Dalai Lama successor with China’s consent
Himalayan News Service
Hong Kong, July 20:
The successor to the ageing Tibetan spiritual and temporal head Dalai Lama would be chosen with the blessings of the Chinese top brass in Beijing, a top leader of the Lhasa-based Tibetan government has said.
The South China Morning Post quoted Tibetan government chairman Qiangba Puncog as saying that if the 70-year-old Dalai Lama died in exile in India, his reincarnation (successor) would be chosen as per Buddhist traditions but under supervision of the Chinese government.
Puncog was here in Hong Kong in connection with the Tibetan Week being celebrated here.
The issue of the Dalai Lama’s successor could lead to another controversy between the exiled Tibetan leadership and the Chinese after the 1995 controversy over the installation of Gyaltsen Norbu as the 11th Panchen Lama by Beijing.
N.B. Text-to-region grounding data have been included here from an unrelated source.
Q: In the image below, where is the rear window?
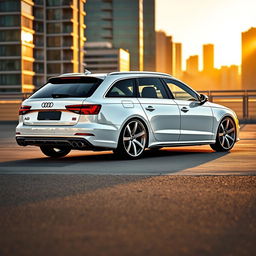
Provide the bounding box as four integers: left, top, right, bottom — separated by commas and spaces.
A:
30, 77, 103, 99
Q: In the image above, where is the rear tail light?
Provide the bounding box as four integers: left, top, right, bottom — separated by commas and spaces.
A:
19, 105, 31, 115
65, 104, 101, 115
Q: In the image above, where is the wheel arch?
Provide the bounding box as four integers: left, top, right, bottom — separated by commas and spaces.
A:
214, 113, 238, 142
118, 115, 151, 148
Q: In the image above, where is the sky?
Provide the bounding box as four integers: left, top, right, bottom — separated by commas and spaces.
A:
155, 0, 256, 70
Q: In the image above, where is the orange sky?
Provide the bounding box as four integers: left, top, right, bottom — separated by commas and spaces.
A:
156, 0, 256, 70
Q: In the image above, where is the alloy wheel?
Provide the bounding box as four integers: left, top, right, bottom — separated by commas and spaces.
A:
218, 117, 236, 150
122, 120, 147, 157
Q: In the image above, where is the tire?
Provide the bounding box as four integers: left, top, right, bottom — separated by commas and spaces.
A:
210, 117, 236, 152
40, 145, 71, 158
113, 119, 148, 159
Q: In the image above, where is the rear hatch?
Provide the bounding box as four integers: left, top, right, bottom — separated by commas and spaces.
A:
20, 76, 103, 126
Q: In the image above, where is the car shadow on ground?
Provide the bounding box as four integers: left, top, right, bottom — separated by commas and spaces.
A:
0, 147, 228, 175
0, 148, 228, 207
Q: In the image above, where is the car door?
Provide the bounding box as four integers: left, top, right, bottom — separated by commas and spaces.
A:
137, 77, 180, 142
162, 78, 214, 142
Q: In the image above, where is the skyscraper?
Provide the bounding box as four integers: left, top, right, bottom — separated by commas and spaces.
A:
85, 0, 154, 71
186, 55, 199, 75
0, 0, 35, 93
34, 0, 85, 88
0, 0, 85, 93
203, 44, 214, 73
173, 43, 182, 78
220, 65, 241, 90
112, 0, 143, 70
156, 31, 173, 74
143, 0, 156, 71
242, 27, 256, 90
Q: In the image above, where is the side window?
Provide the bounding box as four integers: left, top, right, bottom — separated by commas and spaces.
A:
163, 79, 198, 101
106, 79, 135, 98
138, 77, 168, 99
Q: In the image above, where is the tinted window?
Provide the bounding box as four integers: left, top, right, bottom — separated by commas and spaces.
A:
138, 78, 168, 99
163, 79, 199, 101
30, 77, 102, 98
106, 79, 135, 97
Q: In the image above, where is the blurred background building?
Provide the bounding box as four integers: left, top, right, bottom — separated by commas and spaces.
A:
203, 44, 214, 74
186, 55, 199, 75
242, 27, 256, 90
155, 31, 173, 74
173, 42, 182, 78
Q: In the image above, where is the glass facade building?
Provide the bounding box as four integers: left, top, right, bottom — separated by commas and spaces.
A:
85, 0, 152, 71
0, 0, 85, 93
143, 0, 155, 71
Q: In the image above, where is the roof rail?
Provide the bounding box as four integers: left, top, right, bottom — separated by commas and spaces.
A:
108, 71, 172, 77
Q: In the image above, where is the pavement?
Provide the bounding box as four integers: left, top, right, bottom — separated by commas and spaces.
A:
0, 123, 256, 256
0, 123, 255, 175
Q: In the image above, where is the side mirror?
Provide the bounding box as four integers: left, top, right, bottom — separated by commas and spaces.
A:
199, 94, 208, 105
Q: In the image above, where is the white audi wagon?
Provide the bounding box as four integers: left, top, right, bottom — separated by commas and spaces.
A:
16, 71, 239, 159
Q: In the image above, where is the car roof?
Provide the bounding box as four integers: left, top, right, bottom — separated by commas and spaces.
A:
55, 71, 173, 80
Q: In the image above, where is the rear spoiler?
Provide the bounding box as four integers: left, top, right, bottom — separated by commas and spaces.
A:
48, 76, 103, 84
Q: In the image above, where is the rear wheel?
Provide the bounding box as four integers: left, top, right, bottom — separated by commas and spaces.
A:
114, 119, 147, 159
40, 146, 71, 158
210, 117, 236, 152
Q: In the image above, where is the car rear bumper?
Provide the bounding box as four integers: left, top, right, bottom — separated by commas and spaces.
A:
16, 136, 95, 150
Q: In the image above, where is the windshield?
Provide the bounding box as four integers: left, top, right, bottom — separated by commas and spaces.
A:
30, 77, 103, 99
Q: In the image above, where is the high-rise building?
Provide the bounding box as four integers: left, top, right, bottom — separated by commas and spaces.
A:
85, 0, 152, 71
173, 42, 182, 78
220, 65, 241, 90
186, 55, 199, 75
84, 0, 113, 43
34, 0, 85, 88
203, 44, 214, 73
112, 0, 143, 70
143, 0, 155, 71
156, 31, 173, 74
0, 0, 85, 93
242, 27, 256, 90
84, 42, 130, 73
0, 0, 35, 93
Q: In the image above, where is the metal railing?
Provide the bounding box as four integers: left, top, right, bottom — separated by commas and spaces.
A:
0, 90, 256, 121
198, 90, 256, 121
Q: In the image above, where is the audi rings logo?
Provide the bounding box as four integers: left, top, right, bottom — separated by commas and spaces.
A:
41, 102, 54, 108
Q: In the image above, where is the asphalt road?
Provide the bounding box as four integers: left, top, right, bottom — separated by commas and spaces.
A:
0, 123, 256, 256
0, 123, 256, 175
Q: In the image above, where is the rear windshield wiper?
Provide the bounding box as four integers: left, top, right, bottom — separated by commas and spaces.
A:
51, 93, 72, 98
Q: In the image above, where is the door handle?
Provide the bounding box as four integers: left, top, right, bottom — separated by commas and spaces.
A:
145, 106, 155, 112
181, 107, 189, 113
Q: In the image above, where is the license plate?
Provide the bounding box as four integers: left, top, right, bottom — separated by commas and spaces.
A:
38, 111, 61, 120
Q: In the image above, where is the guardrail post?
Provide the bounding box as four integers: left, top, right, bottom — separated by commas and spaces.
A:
243, 91, 248, 120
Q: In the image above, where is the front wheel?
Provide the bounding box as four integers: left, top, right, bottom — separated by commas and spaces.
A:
40, 145, 71, 158
113, 119, 148, 159
210, 117, 236, 152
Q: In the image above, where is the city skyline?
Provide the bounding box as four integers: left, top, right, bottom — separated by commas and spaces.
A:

China had refused to recognise another boy chosen by the Dalai Lama to be the next Panchen Lama. The exiled Tibetan leadership said it had no idea of the whereabouts of the boy selected by the Dalai Lama. It accused China of keeping the boy under detention.
The Panchen Lama is the second highest spiritual leader in the Tibetan religious establishment after the Dalai Lama.
The third in line - Karmapa Lama - had fled from a monastery near Lhasa to India in January 2000. He is now living in a monastery near Dharamsala in India’s Himachal Pradesh state.
Puncog said there was no question of the Dalai Lama returning to Lhasa till he completely gave up the demand for a separate Tibetan homeland.
He was quoted saying that the Dalai Lama had had trained Tibetans in military operations.